City of Cleveland v. Laborers International Union, 8th Dist. Cuyahoga No. 105378, 2018-Ohio-161.
The City of Cleveland appealed a trial court’s decision to modify an arbitrator’s award for back pay with a union. During arbitration, the arbitrator awarded the union members “reasonable and demonstrable lost back pay.” After various appeals, the arbitrator then held a hearing on the amount of back pay. The arbitrator determined he lacked jurisdiction to decide the issue, and so the union filed a motion with the trial court seeking a post-judgment award in excess of $309,000 to cover back pay. The trial court ultimately granted the request and the city appealed.
On appeal, the Eighth Appellate District affirmed, finding that while a trial court’s jurisdiction to modify an arbitrator’s award is very limited, the court had the authority to reduce the award of “reasonable and demonstrable lost back pay” to a sum certain.
The Bullet Point: Once an arbitration is completed, the jurisdiction of the trial court is limited to confirmation, vacation, modification, or enforcement of the award, and only on the terms provided by the statute. “The agreement to submit to arbitration describes the issues and defines the perimeters of the arbitration tribunal’s powers with respect to them. When the submitted issues are decided, the arbitrators’ powers expire.” That being said, a trial court has the powers to enforce its own judgments and issue rules in accordance with the Ohio Rules of Civil Procedure. To that end, R.C. 2711.12 provides that “[u]pon the granting of an order confirming, modifying, correcting, or vacating an award made in an arbitration proceeding, the court must enter judgment in conformity therewith.”
Multibank 2009-1CML-ADC Venture LLC v. South Bass Island Resort, 6th Dist. Ottawa No. OT-17-005, 2018-Ohio-120.
In this case, appellee agreed to loan $8.6 million to the appellant for a real estate development. In exchange, the appellant granted the appellant a mortgage on the real property. Appellee then filed a foreclosure complaint against appellant. It also filed a separate action on the note. It eventually obtained judgment on the note. Thereafter, appellee moved for judgment in the foreclosure action and its motion was granted.

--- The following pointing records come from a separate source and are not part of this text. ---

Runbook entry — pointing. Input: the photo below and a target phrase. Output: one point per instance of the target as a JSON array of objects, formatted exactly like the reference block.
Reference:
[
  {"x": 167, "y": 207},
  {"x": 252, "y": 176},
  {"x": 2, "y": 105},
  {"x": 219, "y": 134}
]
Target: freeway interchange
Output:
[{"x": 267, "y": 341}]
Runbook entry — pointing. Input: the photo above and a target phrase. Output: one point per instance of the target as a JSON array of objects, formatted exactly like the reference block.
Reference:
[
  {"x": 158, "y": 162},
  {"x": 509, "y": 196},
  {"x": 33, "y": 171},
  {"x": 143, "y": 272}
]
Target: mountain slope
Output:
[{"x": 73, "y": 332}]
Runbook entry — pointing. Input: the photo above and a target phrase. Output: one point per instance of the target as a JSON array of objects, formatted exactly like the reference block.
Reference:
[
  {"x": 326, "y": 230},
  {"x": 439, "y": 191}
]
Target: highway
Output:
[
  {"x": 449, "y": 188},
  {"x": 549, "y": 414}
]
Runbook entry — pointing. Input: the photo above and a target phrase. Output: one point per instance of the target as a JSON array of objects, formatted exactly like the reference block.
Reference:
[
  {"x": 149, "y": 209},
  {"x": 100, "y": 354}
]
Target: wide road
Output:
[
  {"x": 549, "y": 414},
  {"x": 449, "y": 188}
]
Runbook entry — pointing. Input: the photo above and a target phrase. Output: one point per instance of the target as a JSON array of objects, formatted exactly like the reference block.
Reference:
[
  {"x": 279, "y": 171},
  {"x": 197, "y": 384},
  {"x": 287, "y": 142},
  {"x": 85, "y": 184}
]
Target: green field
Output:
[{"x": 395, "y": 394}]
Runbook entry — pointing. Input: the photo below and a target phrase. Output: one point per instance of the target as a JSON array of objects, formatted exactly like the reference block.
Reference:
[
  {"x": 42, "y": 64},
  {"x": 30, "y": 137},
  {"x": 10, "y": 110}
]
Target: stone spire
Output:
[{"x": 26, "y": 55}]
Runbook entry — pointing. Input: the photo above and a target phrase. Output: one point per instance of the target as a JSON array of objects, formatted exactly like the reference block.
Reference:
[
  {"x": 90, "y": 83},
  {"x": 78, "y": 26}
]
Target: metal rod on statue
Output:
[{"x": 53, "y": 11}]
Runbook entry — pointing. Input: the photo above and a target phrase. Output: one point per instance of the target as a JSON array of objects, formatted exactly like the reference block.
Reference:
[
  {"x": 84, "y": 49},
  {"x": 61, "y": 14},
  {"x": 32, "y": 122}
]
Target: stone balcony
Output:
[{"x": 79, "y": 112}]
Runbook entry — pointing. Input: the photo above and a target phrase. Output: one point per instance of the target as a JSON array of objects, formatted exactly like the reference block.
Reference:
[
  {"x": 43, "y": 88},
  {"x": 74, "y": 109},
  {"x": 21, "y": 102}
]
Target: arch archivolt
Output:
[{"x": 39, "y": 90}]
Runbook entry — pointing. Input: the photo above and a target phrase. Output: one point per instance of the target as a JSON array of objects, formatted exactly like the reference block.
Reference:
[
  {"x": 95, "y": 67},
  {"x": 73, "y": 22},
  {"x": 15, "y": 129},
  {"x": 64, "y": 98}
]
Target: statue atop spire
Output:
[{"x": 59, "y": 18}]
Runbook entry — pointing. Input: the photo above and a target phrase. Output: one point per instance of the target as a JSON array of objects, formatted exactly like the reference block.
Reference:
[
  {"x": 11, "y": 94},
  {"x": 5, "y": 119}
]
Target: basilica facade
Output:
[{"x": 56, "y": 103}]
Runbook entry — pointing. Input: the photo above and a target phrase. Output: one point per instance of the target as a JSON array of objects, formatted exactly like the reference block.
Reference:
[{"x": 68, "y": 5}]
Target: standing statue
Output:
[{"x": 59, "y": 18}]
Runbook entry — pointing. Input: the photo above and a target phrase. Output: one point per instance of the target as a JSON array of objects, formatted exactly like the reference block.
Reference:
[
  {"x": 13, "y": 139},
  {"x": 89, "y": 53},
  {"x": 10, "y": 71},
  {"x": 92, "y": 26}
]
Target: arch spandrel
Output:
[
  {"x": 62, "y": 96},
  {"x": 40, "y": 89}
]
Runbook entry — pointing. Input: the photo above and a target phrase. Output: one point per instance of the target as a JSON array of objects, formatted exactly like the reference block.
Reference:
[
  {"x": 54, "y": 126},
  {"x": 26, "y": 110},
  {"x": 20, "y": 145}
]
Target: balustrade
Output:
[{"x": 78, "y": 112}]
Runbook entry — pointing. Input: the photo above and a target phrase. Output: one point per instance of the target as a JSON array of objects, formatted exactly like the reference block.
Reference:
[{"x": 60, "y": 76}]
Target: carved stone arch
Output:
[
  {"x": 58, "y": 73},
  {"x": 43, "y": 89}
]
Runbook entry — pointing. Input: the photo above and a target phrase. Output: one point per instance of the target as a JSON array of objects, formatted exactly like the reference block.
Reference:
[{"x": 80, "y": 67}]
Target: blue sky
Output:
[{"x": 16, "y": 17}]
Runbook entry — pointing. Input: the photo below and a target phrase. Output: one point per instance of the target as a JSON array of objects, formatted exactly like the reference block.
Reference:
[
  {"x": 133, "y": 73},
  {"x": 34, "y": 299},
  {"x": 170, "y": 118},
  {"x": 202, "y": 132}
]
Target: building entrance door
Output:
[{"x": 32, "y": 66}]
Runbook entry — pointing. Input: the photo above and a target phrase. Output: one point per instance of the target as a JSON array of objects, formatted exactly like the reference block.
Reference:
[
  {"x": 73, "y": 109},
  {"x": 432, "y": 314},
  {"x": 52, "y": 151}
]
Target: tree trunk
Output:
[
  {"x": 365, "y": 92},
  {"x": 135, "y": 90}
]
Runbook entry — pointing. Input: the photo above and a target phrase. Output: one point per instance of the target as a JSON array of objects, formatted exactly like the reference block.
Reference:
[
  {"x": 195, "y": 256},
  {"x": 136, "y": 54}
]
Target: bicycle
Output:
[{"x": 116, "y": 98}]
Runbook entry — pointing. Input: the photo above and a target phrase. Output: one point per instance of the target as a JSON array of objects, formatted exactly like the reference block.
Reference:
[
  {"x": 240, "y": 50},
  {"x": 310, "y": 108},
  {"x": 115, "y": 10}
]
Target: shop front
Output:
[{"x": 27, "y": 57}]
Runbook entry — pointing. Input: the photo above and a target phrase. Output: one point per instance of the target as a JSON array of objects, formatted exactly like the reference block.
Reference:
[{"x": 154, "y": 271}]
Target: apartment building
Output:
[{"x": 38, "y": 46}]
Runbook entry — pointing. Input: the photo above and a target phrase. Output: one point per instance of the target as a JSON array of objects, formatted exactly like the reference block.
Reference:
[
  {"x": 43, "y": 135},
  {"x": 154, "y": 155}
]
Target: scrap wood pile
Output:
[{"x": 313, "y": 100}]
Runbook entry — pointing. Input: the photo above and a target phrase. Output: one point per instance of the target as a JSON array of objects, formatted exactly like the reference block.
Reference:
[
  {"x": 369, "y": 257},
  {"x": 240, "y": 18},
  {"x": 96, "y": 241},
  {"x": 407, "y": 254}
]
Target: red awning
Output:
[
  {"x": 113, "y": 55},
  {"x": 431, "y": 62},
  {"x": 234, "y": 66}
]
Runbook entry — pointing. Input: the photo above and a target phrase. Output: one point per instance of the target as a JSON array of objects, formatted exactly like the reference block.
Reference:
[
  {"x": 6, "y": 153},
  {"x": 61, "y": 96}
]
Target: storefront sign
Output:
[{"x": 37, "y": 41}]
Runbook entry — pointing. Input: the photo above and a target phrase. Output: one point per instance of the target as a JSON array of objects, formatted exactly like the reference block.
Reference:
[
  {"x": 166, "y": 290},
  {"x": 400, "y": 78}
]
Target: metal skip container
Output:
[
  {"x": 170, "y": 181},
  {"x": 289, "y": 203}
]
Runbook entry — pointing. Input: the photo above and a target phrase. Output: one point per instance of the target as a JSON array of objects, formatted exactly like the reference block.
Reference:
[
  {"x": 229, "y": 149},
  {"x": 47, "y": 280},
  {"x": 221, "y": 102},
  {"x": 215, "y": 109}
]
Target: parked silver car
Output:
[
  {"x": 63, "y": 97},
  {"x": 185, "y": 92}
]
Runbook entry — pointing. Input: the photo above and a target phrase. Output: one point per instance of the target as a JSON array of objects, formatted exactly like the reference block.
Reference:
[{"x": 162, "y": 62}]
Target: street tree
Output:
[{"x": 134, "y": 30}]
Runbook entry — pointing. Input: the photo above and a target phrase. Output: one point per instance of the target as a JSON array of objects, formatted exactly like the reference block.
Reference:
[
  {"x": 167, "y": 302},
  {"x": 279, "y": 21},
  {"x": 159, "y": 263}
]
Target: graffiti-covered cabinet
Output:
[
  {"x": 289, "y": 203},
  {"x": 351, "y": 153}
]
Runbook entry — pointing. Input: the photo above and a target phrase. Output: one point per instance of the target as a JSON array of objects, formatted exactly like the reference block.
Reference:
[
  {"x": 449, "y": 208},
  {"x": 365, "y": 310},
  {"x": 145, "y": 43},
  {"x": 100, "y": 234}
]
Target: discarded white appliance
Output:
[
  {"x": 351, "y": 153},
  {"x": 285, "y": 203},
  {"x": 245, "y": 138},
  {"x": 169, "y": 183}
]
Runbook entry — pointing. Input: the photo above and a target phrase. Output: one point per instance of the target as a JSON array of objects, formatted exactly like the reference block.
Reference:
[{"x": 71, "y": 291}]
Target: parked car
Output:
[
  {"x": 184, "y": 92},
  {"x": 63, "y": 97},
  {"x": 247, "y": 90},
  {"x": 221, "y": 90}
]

The appellant appealed arguing that appellee was precluded from obtaining judgment in the foreclosure because judgment had already been entered in the note action. The Sixth Appellate District disagreed, noting that actions on notes and mortgages are separate and distinct actions that can be brought together or concurrently.
The Bullet Point: Notes and Mortgages are separate and distinct instruments and separate and distinct causes of action. While they are typically filed together in a single lawsuit, it is not required. Because “a foreclosure action is a separate and distinct action from a complaint on a note, res judicata and/or collateral estoppel does not apply, and a plaintiff need not include both in a single complaint in order to preserve all issues.”